> i tried running npm test and it was completely borked
> one problem, of course, was that the tests were entirely bullshit.
> whenever it would start getting lazy or confused i'd restart the session. often a failure would "demoralize" it or being sloppy once would cause sloppiness to stick. in particular i've noticed that being overwhelmed causes it to approach problems in a messy "throw anything against the wall" way. sometimes if too many newly un-skipped tests are causing failures and it got "demoralized", i'd just skip them again and have it focus on one or two at a time. with less noisy output and a permission to "really dig into what happened" (and often an explicit suggestion to remove things from the example until it no longer breaks), it would usually find the root cause.
> we got to majority of passing tests but there were a bunch of bugs it just couldn't solve and would walk in circles. the code was also getting quite complicated. it seemed like a mess of different ideas and special cases thrown in. moreover, i knew it didn't fully work because i had new test cases that just would refuse to pass
> i tried to let it do that and it just failed miserably anyway, breaking tests and not being able to recover.
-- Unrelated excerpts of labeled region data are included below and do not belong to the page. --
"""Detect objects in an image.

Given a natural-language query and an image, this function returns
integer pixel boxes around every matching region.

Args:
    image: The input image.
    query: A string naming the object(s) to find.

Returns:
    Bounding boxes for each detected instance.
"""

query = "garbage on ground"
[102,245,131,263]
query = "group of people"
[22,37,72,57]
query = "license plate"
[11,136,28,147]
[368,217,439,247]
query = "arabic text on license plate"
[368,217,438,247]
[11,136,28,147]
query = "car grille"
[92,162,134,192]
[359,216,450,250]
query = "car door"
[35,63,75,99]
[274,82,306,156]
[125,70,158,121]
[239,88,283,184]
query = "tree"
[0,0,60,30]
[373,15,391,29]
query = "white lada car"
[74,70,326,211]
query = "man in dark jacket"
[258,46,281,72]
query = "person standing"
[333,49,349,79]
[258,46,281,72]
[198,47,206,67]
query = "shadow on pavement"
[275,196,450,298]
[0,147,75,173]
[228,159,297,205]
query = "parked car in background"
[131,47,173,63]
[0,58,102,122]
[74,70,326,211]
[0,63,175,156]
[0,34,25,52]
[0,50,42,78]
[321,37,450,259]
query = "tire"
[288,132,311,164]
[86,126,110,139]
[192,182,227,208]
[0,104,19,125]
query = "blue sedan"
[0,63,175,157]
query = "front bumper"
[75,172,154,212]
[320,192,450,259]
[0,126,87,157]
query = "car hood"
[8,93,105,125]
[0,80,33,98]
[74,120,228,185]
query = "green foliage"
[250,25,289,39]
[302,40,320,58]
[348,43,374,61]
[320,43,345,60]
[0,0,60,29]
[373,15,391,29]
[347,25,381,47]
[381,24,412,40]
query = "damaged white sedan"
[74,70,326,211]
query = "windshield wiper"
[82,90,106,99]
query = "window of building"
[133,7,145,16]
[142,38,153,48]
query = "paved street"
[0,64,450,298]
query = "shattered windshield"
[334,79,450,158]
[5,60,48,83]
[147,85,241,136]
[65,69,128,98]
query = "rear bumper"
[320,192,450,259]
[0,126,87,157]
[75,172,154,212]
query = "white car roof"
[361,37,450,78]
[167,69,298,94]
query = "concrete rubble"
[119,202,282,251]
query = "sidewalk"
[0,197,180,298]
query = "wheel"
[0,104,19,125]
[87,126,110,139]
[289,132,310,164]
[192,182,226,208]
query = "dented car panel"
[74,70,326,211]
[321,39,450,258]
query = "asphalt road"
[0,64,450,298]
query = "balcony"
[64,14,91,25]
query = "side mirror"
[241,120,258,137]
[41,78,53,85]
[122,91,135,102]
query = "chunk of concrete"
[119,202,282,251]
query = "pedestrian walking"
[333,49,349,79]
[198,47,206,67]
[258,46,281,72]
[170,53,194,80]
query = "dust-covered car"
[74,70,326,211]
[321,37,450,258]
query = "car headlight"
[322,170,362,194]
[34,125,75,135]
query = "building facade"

> it struggled at first but i reminded it to look at other emitters.
> at one point, newly added tests kept confusing claude. it would completely get stuck on them, failure after failure, fixing one thing and breaking other thing, trying to turn off those tests or change the expected outputs (despite me telling it to never do that!) and in general seeming aimless and distraught (in the descriptive sense).
> i had to git reset --hard multiple times in this mess.
The project that would take months got done in a weekend, per the author's own direct estimate.
I've experienced the same - contributing a very large PR to a golang project (without knowing or having worked with the language prior). I did it because I could talk through abstractions, be willing to down dead ends (1:3 ratio for every meaningful feature), and be OK with the fun of redoing. Once you are able to do this, you literally become a 10X engineer when measured by working output.
If this process of trying and discarding 2 out of every 3 approaches sounds distasteful, you will not truly discover the deeper joys of working with the SOTA LLMs.
> maybe my project is a toy (it is) or you think it's poor quality (it's not) but i'm able to do things in minutes that used to take days
Just consider what this will be like as it gets better? Remember we've had working coding agents for less than a year.
People are excited not because it's fun to fight with the damn things. It's not! We're excited despite that!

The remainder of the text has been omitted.